De referentie naar het toenmalige Organisatie voor Economische Samenwerking en Ontwikkeling (OESO)-lidmaatschap is overigens een sneer naar China. Volgens deze verdeling tussen ontwikkelde- en ontwikkelingslanden viel China immers in de categorie van ontwikkelingslanden en ontvangt het daarom juist klimaatfinanciering in plaats van dat het land bijdraagt. Ook al is het de grootste economie ter wereld. Als het aan Nederland en de EU ligt dan komt daar snel verandering in.

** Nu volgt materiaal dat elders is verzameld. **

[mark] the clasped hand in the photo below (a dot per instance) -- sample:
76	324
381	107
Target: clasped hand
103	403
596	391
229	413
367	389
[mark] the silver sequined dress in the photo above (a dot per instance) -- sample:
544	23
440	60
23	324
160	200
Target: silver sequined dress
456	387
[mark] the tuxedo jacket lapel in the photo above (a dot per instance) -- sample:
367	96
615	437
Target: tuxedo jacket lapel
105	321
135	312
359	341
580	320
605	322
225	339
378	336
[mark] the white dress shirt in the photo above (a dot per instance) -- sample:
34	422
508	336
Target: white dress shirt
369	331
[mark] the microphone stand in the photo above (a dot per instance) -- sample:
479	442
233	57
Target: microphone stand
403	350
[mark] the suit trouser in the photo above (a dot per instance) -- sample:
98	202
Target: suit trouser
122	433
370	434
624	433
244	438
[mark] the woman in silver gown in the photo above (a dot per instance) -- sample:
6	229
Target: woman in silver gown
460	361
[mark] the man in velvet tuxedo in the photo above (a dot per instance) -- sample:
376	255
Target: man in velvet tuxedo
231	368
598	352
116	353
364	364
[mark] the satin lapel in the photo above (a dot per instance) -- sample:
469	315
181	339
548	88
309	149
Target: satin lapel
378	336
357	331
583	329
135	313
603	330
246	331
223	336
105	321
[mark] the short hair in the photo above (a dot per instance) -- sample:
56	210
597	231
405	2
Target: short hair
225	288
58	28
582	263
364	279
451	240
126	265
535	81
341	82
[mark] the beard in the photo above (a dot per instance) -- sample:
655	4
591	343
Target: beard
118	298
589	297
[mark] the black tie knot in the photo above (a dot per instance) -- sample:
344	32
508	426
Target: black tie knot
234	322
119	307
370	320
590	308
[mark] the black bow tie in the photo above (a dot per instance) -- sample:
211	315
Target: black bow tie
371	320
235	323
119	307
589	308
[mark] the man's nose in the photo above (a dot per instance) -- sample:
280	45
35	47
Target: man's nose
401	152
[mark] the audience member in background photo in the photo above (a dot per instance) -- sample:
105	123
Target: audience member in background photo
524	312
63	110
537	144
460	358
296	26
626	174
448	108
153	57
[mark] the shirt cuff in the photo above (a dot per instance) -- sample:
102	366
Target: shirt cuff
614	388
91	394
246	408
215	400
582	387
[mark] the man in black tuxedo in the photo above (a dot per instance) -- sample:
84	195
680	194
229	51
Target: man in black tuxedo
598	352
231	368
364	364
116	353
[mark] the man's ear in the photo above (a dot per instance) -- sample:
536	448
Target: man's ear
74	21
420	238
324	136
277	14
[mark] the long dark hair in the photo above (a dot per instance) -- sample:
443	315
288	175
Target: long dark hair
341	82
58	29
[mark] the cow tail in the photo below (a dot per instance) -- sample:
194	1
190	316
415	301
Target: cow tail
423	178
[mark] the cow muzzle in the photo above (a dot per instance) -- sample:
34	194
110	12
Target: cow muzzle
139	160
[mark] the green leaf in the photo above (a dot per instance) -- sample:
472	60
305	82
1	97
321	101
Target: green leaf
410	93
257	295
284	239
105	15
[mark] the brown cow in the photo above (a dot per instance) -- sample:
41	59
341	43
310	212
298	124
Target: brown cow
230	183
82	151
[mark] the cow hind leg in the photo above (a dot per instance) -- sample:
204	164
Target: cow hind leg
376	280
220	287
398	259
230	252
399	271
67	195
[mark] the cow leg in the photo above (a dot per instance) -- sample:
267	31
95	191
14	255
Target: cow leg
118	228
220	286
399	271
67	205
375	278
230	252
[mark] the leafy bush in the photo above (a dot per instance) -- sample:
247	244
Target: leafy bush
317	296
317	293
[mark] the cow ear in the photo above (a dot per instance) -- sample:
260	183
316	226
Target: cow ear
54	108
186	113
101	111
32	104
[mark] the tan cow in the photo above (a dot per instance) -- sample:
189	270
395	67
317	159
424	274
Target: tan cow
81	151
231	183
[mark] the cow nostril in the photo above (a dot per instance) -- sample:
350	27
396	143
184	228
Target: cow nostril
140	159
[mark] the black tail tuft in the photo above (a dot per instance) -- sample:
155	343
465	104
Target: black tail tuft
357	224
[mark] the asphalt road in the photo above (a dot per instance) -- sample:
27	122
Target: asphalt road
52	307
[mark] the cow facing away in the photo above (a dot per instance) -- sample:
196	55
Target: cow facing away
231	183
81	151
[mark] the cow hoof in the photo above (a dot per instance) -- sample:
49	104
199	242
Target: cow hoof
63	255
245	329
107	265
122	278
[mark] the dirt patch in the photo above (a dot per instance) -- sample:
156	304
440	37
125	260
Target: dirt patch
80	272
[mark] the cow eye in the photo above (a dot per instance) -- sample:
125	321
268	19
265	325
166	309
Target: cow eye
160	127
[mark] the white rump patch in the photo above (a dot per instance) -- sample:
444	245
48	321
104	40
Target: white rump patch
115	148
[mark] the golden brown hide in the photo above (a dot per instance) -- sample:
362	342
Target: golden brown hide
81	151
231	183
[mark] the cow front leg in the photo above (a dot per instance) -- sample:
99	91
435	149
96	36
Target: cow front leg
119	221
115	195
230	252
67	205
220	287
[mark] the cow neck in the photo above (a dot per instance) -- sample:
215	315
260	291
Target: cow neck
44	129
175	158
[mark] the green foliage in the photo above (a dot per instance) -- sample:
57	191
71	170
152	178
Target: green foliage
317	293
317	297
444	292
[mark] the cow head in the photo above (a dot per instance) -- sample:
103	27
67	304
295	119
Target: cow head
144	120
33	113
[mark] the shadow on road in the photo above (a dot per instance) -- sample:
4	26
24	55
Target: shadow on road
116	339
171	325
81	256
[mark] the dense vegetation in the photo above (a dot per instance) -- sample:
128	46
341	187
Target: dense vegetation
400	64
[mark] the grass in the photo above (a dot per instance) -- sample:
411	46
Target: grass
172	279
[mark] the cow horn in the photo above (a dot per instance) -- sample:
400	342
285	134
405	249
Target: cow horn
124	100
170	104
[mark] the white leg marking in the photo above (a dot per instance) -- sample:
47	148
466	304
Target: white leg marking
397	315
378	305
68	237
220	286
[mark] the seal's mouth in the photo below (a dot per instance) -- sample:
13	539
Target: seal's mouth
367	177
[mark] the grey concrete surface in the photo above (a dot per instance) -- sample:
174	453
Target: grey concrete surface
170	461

“Voornoemde inzet is in lijn met de verwachte EU-positie. De vraag vanuit ontwikkelingslanden is overigens aanzienlijk. Zo worden er bedragen genoemd die tussen de 1.000 en 2.000 miljard dollar per jaar liggen. Het kabinet acht het van belang eerst overeenstemming te bereiken over de bredere vormgeving alvorens een besluit te nemen over de hoogte van het financieringsdoel.”